In a report released on Wednesday, the advocacy group asserted that the islanders’ exile had led to decades of economic suffering and emotional ruin.
The treatment of indigenous people who were evicted from the islands by the British government to make room for the construction of a US military installation on Diego Garcia was described in depth in the study.
According to Clive Baldwin, senior legal consultant at Human Rights Watch, “The UK is currently perpetrating a terrible colonial crime, treating all Chagossians as a people without rights.”
“The UK and the US, who together expelled the Chagossians from their homes, should provide full reparations for the harm they have caused.”
He added that both governments “should right the wrongs” of the past “starting with the political and financial commitment to return the Chagossians to their homeland with dignity”.
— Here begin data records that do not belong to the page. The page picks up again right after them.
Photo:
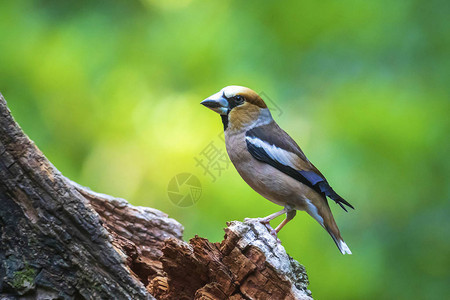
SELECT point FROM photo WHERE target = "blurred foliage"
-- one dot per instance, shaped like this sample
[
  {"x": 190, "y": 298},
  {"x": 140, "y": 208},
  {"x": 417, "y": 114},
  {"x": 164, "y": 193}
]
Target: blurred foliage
[{"x": 110, "y": 92}]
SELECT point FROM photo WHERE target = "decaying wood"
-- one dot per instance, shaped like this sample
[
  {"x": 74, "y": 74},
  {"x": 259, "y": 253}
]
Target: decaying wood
[{"x": 59, "y": 240}]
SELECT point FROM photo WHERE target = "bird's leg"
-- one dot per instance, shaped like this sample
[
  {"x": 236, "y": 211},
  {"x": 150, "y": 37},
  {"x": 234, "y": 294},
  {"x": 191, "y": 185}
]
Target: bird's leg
[{"x": 289, "y": 216}]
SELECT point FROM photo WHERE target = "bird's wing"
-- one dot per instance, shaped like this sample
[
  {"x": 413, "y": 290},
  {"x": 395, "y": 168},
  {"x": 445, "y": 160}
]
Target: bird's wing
[{"x": 272, "y": 145}]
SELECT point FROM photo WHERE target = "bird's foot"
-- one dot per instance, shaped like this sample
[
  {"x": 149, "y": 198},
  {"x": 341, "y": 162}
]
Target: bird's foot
[{"x": 274, "y": 233}]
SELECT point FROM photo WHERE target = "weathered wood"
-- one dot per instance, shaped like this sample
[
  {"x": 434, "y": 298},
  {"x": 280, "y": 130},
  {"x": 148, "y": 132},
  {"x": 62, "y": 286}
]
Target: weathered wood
[{"x": 61, "y": 240}]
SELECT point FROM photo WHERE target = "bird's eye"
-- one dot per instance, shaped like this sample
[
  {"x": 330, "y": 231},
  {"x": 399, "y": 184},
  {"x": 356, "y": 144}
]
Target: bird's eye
[{"x": 239, "y": 98}]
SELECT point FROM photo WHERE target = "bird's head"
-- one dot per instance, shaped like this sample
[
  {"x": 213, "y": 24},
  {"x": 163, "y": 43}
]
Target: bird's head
[{"x": 237, "y": 105}]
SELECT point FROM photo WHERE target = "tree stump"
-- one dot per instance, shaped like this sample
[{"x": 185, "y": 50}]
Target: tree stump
[{"x": 59, "y": 240}]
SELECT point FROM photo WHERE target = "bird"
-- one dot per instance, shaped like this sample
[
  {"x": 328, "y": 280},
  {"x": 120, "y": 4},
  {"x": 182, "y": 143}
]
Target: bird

The Chagos Archipelago comprises 60 islands in the Indian Ocean. In 1814, France ceded Mauritius and its dependencies, which included the islands, to the UK.
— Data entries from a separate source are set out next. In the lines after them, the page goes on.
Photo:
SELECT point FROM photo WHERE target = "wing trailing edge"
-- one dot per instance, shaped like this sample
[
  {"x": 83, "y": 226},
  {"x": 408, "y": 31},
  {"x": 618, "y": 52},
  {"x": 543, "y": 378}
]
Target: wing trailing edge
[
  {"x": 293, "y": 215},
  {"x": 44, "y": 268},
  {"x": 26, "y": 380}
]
In 1965, as part of negotiations leading up to Mauritius gaining independence in 1968, the UK created the British Indian Ocean Territory separating the islands from Mauritius.
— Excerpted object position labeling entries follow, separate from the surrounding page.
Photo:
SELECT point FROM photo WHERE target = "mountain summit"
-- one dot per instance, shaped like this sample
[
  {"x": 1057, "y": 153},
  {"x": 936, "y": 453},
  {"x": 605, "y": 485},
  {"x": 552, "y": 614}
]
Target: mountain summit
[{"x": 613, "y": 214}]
In the late 1960s and early 1970s, British authorities forced residents to leave the islands, with many settling in the UK, Mauritius and Seychelles.
Displaced Chagossians have long campaigned for their right to return. But the UK has argued that it would not support resettlement “on the grounds of feasibility, defence and security interests, and cost to the British taxpayer”.
In an advisory opinion in 2019, the UN International Court of Justice said the UK was “under an obligation” to end its administration of the Chagos Archipelago “as rapidly as possible”, arguing that the islands were not lawfully separated from Mauritius.
UK foreign secretary James Cleverly announced in November last year that the British and Mauritian governments were in negotiations on “the exercise of sovereignty” with the aim of reaching a deal in early 2023.
Cleverly said the talks were intended to “secure an agreement on the basis of international law”.
The UK government also launched a route for people of Chagossian descent to gain British nationality, which opened on November 23 last year.
In 2016, ministers also launched a £40mn support package aimed at providing funding to improve the lives of Chagossians across a period of 10 years.
“We respect the work Human Rights Watch does around the world, but we categorically reject this characterisation of events,” said the Foreign, Commonwealth and Development Office.
“The UK has made clear its deep regret about the manner in which Chagossians were removed from BIOT in the late 1960s and early 1970s,” it continued.
The US state department said: “The US remains steadfast in its respect for and promotion of human rights and fundamental freedoms of individuals around the world and acknowledges the challenges faced by Chagossian communities. The manner in which Chagossians were removed is regrettable.”
“And we welcome the advocacy of Human Rights Watch to promote respect for human rights globally.”